Selling is like being shipwrecked or lost in the desert. If you fail to do what you must do, you will not survive. My last year as a Marine was spent as a production recruiter in the Bay Area. I failed. I put in some good kids, but I didn't put in enough, and elected not to reenlist when the time rolled around. I wasn't nearly alone. Recruiting Station San Francisco (responsible for substations from Eureka to Palo Alto and both sides of the Bay) had an attrition rate of better than fifty percent among its production recruiters, meaning that half the recruiters assigned would not finish their three year tour. That's not intended as any sort of excuse, it's just the way thing were.
Sure sounds like a dodge, though, doesn't it?
J.B. Doubtless of Fraters Libertas posted a script excerpt from Glengarry Glen Ross, a 1992 film about the real estate game, that really hit home. *WARNING* - the language is pretty rich.

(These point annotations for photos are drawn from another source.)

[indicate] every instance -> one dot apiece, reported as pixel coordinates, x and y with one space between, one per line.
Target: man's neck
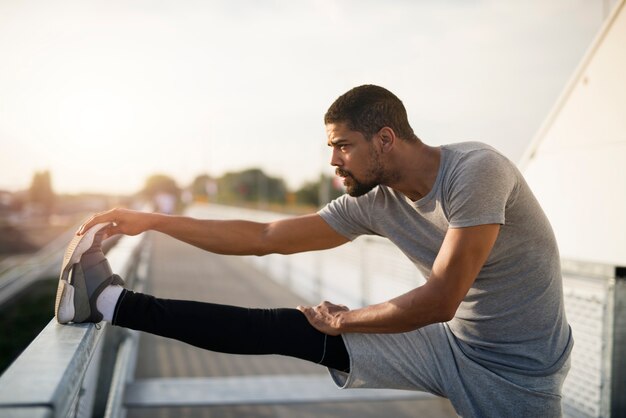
417 169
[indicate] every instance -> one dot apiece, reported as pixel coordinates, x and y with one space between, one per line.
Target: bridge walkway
180 271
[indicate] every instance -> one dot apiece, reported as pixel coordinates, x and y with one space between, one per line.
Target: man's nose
335 160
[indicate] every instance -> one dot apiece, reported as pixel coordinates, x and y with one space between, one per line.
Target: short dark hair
367 109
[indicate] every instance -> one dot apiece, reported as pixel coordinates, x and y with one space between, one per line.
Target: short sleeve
483 184
349 216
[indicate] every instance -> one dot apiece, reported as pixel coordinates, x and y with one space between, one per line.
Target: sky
105 93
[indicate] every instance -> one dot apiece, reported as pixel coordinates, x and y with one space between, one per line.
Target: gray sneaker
85 272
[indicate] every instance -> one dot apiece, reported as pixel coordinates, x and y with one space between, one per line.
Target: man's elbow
445 311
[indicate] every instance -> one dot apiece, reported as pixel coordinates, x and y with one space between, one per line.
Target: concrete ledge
47 372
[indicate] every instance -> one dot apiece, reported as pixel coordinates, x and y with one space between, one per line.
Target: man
487 330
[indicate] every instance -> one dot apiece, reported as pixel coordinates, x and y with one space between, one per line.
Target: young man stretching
487 330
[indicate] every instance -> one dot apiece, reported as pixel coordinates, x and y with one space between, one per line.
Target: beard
354 187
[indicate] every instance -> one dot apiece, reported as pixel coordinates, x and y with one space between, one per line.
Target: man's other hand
325 317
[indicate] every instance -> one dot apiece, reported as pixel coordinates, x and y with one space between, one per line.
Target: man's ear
387 138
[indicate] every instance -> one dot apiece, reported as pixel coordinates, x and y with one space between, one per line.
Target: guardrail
57 375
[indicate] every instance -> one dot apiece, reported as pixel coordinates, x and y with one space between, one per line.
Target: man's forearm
232 237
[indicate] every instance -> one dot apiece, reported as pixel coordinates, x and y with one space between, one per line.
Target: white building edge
576 164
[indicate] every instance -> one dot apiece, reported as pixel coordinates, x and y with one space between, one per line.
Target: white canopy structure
576 165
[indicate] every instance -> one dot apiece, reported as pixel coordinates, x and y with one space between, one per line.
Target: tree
163 191
41 194
318 193
204 188
251 185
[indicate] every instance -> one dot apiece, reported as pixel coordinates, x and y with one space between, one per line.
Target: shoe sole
64 303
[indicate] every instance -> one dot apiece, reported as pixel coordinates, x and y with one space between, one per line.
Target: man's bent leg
231 329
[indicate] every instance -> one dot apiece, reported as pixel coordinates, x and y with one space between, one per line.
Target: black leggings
232 329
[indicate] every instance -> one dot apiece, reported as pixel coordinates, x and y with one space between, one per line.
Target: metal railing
57 374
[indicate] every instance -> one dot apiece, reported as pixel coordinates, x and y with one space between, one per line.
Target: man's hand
128 222
325 317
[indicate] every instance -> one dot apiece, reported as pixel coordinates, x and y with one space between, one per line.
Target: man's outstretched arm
234 237
462 255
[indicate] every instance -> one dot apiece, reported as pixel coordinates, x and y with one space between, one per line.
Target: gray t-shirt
512 317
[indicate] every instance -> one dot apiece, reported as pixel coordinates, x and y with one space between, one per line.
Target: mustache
342 173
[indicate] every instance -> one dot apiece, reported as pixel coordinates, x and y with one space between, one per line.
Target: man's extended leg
231 329
89 292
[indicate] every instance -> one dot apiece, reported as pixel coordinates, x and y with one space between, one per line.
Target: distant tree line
244 187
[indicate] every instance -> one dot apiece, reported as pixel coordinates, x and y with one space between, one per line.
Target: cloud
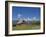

Successful selling doesn't mean taking. It doesn't mean getting over on anyone. It means having the will to succeed in the face of any obstacle. The Marines spent three months and over ten thousand dollars on my sales education and despite my lack of success in SF some of it must have stuck. Last week I helped a friend prospect among the attendees of the Utah League of Cities and Towns convention. Now he's talking with his partners about bringing me in to assist in following up several of the contacts I generated, turning them into prospects, making the presentations and then closing some deals.
I am intrigued. The product is solid and the market is there. The question is do I have it in me to succeed where once I failed. More news as it happens, as always.
The floor in the basement looks GREAT!